Kenzan menghentikan omelannya. Namun, tampak sekali ia masih tidak puas dengan jawabanku. Pasti ia sebenarnya masih ingin mengomel.
"Oh, ya, Edo. Sudah bertemu Marufuji?" Fujiwara bertanya.
Aku menoleh ke arah Fujiwara, kemudian terdiam sejenak.
Rupanya ia juga tahu soal keberadaan Ryou di pulau ini. Tidak heran, Ryou pasti menemuinya. Mereka, 'kan, akrab—atau harus kukatakan sempat akrab.
"Temanmu menyebalkan, Fujiwara."
Fujiwara mengrjap heran mendengar komentar singkatku.
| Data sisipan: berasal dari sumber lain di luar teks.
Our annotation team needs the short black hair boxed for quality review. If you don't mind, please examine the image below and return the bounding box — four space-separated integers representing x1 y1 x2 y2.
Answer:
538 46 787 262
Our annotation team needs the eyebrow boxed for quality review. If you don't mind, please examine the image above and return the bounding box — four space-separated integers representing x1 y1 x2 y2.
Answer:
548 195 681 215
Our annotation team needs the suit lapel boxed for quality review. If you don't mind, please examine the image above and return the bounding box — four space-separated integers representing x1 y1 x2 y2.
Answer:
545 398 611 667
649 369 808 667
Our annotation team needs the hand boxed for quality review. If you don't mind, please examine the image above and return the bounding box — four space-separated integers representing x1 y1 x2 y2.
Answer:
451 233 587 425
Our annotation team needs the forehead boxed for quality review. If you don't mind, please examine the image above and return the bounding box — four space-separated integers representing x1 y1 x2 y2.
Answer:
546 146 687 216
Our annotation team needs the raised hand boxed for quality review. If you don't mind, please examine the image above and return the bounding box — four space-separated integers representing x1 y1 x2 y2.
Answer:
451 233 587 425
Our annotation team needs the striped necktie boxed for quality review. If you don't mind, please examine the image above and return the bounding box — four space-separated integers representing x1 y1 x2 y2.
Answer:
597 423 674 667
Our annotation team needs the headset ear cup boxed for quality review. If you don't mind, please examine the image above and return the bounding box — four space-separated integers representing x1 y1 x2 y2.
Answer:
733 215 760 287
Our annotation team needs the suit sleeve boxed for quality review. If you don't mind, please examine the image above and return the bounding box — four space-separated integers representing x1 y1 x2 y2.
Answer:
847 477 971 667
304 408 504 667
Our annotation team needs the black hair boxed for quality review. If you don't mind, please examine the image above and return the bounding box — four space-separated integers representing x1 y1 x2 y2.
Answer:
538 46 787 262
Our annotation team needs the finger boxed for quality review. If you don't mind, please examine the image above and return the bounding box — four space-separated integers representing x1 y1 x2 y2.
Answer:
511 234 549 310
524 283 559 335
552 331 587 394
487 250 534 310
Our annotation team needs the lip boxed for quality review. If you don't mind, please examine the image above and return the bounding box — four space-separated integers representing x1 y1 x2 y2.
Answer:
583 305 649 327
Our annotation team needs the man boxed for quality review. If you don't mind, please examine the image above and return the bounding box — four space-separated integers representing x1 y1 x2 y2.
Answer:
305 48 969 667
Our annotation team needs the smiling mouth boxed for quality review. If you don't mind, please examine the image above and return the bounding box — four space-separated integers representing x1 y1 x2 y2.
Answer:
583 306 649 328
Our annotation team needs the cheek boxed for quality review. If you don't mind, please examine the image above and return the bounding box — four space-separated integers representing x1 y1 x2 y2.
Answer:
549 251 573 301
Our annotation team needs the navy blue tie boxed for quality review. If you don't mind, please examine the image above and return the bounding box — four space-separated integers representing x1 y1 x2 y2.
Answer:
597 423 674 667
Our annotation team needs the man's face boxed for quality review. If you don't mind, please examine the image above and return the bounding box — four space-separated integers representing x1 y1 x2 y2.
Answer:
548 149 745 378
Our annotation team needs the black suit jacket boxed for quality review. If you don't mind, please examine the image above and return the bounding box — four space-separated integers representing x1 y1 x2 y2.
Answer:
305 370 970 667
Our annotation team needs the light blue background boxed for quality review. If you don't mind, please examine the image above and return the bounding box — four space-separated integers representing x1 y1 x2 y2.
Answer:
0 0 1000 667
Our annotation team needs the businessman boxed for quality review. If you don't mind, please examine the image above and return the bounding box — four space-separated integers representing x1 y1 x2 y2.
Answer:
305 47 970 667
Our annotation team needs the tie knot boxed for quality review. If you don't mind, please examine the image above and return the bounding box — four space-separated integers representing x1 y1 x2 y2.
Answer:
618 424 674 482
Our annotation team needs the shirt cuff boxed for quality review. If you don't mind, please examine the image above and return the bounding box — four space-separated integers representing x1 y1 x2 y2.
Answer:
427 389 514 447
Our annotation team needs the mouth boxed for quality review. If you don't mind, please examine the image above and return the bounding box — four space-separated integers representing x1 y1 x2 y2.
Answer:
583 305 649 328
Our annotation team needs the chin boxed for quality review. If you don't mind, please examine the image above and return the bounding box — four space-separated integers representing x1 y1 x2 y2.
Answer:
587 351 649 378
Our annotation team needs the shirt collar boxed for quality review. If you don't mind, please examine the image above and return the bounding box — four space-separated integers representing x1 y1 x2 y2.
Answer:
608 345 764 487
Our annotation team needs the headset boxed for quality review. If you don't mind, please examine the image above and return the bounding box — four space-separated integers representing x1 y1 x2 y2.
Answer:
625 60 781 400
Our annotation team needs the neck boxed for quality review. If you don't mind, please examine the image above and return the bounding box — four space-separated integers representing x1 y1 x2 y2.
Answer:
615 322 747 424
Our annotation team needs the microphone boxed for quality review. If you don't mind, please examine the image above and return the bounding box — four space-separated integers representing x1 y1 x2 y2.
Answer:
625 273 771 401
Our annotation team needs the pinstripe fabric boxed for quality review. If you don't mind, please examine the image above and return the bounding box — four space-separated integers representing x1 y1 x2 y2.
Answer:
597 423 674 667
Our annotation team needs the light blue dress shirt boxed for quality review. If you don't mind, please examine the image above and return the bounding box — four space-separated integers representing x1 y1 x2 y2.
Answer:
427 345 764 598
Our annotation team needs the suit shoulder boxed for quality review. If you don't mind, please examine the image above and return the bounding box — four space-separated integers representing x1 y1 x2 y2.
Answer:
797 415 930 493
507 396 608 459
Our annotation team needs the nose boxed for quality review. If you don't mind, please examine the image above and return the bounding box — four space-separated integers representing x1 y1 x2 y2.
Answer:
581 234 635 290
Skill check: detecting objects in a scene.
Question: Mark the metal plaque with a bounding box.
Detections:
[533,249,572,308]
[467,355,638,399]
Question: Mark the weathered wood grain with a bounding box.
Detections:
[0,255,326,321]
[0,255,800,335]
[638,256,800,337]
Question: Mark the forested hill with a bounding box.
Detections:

Tanpa menunggu balasan, aku berjalan melewati ketiganya dengan cuek.
"Eh?! Tunggu, Edo!"
Kudengar langkah Kenzan yang menyusulku.
Omong-omong, kadang aku merasa aneh mengapa Kenzan terus menempeliku ketika aku datang ke akademi sejak Juudai dan teman-temannya lulus. Agak mencurigakan …. Apa mungkin ia butuh teman? Bukankah ada Saotome dan Fujiwara?
Aku berhenti di depan meja berisi berbagai minuman berwarna, kemudian mengambil yang salah satu gelas kaca berisi cairan biru dan meminumnya habis dalam sekali teguk. Setelah minum seteguk, aku menoleh ke arah Kenzan yang sudah berhasil menyusulku dan berdiri di belakangku.
"Kenzan, apa Juudai sempat mengatakan sesuatu padamu sebelum pergi berjelajah?" tanyaku curiga sembari meletakkan gelas kosong di tanganku kembali ke meja.
Kalau kecurigaanku benar, ini semua karena Juudai. Yah, bukannya aku ingin menuduh, sih.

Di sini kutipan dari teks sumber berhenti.